6

I want to download all files from an internet page, actually all the image files. I found the 'urllib' module to be what I need. There seems to be a method to download a file, if you know the filename, but I don't.

urllib.urlretrieve('http://www.example.com/page', 'myfile.jpg')

Is there a method to download all the files from the page and maybe return a list?

Brock123
  • 183
  • 1
  • 3
  • 10
  • 1
    possible duplicate of [Web scraping with Python](http://stackoverflow.com/questions/2081586/web-scraping-with-python) – Mat Oct 01 '11 at 08:01
  • Can't find much info.

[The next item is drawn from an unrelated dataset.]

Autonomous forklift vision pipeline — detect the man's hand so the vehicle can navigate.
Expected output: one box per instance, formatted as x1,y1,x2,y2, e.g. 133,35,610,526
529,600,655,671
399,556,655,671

Perhaps a small example script? – Brock123 Oct 01 '11 at 08:19
  • Brock123 did you read the link @Mat posted above? It points you toward [BeautifulSoup](http://www.crummy.com/software/BeautifulSoup/) for scraping the page, which you can use to find all the URLs of the files you then wish to download. – John Keyes Oct 01 '11 at 10:24

1 Answers1

7

Here's a little example to get you started with using BeautifulSoup for this kind of exercise - you give this script a URL, and it will print out the URLs of images that are referenced from that page in the src attribute of img tags that end with jpg or png:

import sys, urllib, re, urlparse
from BeautifulSoup import BeautifulSoup

if not len(sys.argv) == 2:
    print >> sys.stderr, "Usage: %s <URL>" % (sys.argv[0],)
    sys.exit(1)

url = sys.argv[1]

f = urllib.urlopen(url)
soup = BeautifulSoup(f)
for i in soup.findAll('img', attrs={'src': re.compile('(?i)(jpg|png)$')}):
    full_url = urlparse.urljoin(url, i['src'])
    print "image URL: ", full_url

Then you can use urllib.urlretrieve to download each of the images pointed to by full_url, but at that stage you have to decide how to name them and what to do with the downloaded images, which isn't specified in your question.

Mark Longair
  • 446,582
  • 72
  • 411
  • 327